How to Migrate to Shuttle Using Cursor and the Shuttle MCP Server

dcodes - DevRel @ Shuttle  •
Cover image

We've made migration to Shuttle very easy by leveraging our Shuttle MCP server and Cursor. The Shuttle MCP provides up to date documentation to your AI agents so that they'll be able to understand how to interact with the Shuttle platform having the latest information.

In this short tutorial, we'll walk through migrating an existing Axum todo application to Shuttle and we'll deploy the application to Shuttle, we'll do all of that in just a few minutes.

The final migrated project is available at todo-app example.

So, let's get started.

Prerequisites

You'll need to have a Shuttle account, so if you don't have one, make sure to create an account it takes less than a minute.

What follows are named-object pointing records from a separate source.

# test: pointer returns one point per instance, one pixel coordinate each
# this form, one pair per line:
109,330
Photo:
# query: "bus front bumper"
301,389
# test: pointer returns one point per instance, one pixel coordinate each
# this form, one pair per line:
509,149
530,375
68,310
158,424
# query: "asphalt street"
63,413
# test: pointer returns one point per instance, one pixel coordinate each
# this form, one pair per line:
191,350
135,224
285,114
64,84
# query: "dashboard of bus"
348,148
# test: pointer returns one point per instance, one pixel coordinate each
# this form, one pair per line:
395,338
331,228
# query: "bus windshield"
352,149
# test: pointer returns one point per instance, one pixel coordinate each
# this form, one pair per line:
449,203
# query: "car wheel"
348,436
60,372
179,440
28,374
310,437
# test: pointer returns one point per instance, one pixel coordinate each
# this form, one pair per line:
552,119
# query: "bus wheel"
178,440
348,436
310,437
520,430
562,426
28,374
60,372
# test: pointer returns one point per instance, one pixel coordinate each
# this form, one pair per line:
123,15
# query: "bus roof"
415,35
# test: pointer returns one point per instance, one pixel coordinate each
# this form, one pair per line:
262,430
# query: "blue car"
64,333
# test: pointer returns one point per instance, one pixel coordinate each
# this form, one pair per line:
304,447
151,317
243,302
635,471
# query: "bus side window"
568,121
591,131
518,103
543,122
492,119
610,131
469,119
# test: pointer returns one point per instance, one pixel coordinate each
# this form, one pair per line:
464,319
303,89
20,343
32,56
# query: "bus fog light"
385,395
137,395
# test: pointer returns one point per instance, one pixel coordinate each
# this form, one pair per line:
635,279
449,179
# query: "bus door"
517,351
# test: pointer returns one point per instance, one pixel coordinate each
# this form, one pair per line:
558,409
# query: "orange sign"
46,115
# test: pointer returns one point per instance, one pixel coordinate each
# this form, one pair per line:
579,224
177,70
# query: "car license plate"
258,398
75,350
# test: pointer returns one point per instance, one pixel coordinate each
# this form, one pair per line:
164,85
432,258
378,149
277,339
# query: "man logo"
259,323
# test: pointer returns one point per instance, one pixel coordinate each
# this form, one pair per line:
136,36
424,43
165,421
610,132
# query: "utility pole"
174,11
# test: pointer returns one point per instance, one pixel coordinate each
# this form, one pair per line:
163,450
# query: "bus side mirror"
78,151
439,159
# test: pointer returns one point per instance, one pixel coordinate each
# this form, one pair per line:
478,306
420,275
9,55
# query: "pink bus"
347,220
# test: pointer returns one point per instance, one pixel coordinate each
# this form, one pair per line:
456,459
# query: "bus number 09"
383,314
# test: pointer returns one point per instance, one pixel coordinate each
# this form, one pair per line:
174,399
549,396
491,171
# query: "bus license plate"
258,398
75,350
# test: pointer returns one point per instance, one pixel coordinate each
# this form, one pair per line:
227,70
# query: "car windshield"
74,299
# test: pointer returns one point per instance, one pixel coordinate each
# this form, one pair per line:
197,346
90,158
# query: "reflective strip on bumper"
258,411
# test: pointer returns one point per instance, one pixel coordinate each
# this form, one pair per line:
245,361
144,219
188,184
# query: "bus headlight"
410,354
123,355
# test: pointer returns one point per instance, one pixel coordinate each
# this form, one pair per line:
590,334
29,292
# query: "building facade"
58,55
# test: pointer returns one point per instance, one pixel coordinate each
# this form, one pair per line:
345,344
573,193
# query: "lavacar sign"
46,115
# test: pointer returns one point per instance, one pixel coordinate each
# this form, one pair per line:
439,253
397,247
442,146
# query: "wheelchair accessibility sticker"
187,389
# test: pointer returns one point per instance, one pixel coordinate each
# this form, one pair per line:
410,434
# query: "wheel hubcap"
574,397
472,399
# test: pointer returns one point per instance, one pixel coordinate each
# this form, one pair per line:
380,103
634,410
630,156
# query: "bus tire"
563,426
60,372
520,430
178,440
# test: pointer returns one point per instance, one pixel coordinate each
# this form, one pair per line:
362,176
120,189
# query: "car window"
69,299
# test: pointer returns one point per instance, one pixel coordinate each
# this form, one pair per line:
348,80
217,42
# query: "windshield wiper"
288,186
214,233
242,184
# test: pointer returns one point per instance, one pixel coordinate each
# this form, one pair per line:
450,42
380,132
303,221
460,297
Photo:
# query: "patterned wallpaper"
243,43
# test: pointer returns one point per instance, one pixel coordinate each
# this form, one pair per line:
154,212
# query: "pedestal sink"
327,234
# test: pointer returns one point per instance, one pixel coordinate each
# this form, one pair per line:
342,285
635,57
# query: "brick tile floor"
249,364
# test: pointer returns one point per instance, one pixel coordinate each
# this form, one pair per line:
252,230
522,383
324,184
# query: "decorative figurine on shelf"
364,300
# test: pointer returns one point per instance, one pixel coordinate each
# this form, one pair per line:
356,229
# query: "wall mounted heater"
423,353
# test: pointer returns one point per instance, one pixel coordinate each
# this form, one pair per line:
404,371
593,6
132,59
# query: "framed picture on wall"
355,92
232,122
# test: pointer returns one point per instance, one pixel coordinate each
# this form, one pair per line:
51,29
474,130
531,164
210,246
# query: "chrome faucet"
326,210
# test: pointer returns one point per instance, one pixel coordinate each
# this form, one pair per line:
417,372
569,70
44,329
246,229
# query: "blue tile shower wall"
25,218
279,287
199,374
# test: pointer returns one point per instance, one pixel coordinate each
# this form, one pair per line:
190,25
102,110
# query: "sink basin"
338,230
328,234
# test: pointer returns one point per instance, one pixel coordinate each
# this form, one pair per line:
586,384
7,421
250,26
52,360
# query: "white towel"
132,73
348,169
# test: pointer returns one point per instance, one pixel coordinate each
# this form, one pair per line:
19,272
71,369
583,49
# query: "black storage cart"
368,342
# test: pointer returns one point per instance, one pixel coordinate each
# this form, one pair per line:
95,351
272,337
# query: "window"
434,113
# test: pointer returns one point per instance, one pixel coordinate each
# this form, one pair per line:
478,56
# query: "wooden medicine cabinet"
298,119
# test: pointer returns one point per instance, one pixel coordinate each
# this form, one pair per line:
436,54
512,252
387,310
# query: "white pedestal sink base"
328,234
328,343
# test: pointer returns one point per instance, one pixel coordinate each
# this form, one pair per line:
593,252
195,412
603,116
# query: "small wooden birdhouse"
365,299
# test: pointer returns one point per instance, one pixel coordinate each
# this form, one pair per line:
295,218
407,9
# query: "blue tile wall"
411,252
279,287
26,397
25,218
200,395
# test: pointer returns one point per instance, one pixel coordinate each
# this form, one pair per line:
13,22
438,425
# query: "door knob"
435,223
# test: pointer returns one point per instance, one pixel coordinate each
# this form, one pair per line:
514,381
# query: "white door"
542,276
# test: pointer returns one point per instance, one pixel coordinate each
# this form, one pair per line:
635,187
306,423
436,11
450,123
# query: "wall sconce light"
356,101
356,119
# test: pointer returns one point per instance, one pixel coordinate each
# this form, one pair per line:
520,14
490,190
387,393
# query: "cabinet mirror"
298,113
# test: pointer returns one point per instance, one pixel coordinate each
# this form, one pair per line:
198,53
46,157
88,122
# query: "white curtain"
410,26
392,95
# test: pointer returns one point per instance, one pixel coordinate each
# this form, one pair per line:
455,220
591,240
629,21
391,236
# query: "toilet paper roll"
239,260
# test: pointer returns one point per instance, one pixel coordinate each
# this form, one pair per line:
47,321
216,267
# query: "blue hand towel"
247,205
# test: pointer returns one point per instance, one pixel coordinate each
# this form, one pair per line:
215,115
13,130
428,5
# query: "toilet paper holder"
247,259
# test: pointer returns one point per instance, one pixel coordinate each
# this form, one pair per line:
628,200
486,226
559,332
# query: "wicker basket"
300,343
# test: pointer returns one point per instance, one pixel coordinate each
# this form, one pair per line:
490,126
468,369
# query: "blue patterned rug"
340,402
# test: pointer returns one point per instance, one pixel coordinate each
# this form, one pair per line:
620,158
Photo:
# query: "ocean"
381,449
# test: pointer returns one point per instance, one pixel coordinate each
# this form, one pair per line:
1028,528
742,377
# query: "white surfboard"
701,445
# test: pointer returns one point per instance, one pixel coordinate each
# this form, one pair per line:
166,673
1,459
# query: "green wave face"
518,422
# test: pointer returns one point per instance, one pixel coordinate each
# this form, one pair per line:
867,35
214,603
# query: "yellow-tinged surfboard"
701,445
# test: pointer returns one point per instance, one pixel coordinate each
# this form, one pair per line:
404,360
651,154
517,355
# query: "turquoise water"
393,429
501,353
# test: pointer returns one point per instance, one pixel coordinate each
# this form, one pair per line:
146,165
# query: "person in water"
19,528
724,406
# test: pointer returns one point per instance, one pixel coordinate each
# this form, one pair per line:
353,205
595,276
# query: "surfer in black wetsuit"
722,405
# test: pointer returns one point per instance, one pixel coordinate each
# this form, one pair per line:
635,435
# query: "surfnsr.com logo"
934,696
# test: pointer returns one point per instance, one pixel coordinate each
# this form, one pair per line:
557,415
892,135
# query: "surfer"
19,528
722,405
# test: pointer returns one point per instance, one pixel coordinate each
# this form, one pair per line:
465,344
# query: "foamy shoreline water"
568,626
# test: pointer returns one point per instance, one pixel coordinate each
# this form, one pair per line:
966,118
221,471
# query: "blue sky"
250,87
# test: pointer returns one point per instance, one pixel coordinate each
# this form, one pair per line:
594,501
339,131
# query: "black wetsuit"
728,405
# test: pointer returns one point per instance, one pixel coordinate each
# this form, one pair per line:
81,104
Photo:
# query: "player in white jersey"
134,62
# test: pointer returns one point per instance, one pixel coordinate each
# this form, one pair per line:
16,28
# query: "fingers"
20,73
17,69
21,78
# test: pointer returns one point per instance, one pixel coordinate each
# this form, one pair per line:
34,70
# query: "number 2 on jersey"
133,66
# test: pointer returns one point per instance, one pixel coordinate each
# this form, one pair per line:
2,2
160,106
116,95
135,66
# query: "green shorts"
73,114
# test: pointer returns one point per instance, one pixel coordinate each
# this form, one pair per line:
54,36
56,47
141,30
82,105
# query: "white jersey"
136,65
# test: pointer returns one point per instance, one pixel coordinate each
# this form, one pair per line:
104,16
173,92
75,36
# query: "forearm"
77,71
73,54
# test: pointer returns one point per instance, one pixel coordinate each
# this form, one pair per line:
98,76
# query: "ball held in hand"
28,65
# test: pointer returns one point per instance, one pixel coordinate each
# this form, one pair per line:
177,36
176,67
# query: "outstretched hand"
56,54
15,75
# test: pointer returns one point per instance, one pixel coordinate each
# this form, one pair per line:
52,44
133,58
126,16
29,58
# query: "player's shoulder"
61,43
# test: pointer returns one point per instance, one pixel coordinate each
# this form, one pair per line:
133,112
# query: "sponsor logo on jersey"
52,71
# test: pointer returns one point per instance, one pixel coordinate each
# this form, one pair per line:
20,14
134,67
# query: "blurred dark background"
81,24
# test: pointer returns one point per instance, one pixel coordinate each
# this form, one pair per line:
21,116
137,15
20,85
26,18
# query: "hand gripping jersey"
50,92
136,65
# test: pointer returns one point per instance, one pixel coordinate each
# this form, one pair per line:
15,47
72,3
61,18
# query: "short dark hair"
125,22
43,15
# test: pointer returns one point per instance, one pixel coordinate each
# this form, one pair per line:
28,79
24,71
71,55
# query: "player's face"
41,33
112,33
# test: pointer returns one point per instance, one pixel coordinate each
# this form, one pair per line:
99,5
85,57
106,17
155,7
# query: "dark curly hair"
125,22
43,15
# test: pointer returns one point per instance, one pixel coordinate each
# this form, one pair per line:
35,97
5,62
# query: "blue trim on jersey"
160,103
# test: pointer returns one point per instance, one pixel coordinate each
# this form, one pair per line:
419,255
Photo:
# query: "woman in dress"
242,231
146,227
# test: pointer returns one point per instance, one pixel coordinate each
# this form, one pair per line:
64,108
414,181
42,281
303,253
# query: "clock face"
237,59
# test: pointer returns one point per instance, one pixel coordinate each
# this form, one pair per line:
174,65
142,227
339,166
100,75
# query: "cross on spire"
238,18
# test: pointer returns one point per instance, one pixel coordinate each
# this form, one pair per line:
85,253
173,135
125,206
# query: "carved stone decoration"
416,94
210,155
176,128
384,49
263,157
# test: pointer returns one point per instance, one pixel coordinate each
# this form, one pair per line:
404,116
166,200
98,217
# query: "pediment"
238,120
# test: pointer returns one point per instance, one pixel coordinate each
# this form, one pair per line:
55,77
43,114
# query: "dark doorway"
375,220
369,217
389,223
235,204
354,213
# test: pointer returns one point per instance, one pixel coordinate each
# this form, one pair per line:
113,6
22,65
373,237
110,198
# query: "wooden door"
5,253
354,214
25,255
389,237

After signing up, you'll need to install the Shuttle CLI:

# Install via the official installer (recommended)
curl -sSfL https://www.shuttle.dev/install | bash

shuttle --version

If you already have shuttle installed, make sure you update it by running shuttle upgrade.

Login to Shuttle

Once the CLI is installed, login to your Shuttle account:

shuttle login

This command will redirect you to the Shuttle console in your browser. Click "Authorize" to login.

Shuttle Authorize PageShuttle Authorize Page

Installing the Shuttle MCP Server in Cursor

Installing the Shuttle MCP Server is quite easy to do, you can add it just by clicking the "Add to Cursor" button in the the Shuttle documentation page, it will automatically configure the MCP server in your Cursor settings.

Add to CursorAdd to Cursor

If not using Cursor no problem, you can manually update your mcp.json file to add it to your MCP client. Example:

{
  "mcpServers": {
    "Shuttle": {
      "command": "shuttle",
      "args": ["mcp", "start"]
    }
  }
}
Verify InstallationVerify Installation

The green status indicates that the MCP server is working and all tools ready for your AI agent to use.

Migrating Your Project

Now comes the interesting part - with this approach, we're gonna make it very easy to migrate to Shuttle. We've already put together a prompt that will guide your AI agent to migrate your existing Axum project to Shuttle. Along with the MCP server, your AI agent will have every bit of information it needs to help you migrate your project.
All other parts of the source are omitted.